Shire is splashing out 328 million euros to buy Jerini, giving it access to the German biotechnology company’s icatibant for the treatment of hereditary angioedema.

The UK firm is to offer 6.25 euros in cash for each Jerini share, compared with a closing price of 3.65 euros last night. The deal represents a 199% premium over Jerini’s average stock price during the three months prior to the offer.

Initially, Shire has already subscribed for just over 5.2 million shares of Jerini at a total issue price of approximately 21 million euros, or 9% of the increased share capital. It has also entered into purchase agreements with the chairman of Jerini, Jens Schneider-Mergener, and a number of major institutional shareholders, corresponding to approximately 53% of the Berlin-based group, prior to the capital increase.
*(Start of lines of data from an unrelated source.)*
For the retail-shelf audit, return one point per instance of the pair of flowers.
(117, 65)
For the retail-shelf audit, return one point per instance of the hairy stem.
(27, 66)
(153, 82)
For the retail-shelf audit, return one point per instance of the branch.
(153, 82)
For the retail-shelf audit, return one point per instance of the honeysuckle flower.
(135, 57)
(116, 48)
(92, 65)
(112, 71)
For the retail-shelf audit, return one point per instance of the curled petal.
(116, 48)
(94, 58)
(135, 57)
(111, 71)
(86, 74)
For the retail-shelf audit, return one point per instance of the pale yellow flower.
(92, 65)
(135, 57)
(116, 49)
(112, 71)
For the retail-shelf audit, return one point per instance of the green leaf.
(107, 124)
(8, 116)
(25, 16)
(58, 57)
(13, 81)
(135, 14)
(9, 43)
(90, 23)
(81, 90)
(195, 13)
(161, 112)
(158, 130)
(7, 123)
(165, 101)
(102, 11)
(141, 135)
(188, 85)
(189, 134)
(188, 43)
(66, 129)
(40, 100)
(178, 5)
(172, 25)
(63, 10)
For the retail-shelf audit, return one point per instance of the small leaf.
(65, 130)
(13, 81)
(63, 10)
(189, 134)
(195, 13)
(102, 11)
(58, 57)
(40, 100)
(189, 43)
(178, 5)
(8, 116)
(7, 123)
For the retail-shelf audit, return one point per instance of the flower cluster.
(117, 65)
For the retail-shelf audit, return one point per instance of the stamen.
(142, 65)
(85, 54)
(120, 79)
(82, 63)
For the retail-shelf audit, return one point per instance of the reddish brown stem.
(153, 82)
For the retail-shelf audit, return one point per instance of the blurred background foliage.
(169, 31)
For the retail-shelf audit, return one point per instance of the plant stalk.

The acquisition will be funded out of Shire's current cash resources and is expected to be boost earnings by the second half of 2010.

The attraction of Jerini lies in icatibant, the treatment for HAE, a debilitating and potentially life-threatening genetic disease characterised by unpredictable recurring swelling attacks in the hands, feet, face, larynx, and abdomen. Sylvie Gregoire, president of the Shire Human Genetic Therapies unit noted that icatibant, which will be sold as Firazyr, is the first “quickly accessible product to treat HAE patients offered in a convenient pre-filled syringe for subcutaneous administration”.

Shire chief executive Angus Russell noted that the drug, a first-in-class bradykinin blocker, has orphan designation in both Europe and the USA, and a launch in the former is scheduled for the third quarter. He added that the acquisition “will bring near term revenues as well as contribute to Shire's longer term growth'' and Firazyr is forecast to have peak annual global sales of around $350-400 million during the next decade, half of which will come from Europe.

Shire added that it will undertake a strategic evaluation of Jerini’s other assets to determine if they are compatible with its portfolio. These include Jerini Ophthalmic, a US subsidiary which is developing a treatment for wet age-related macular degeneration and JPT Peptide Technologies, a manufacturing operation which produces complex synthetic peptides.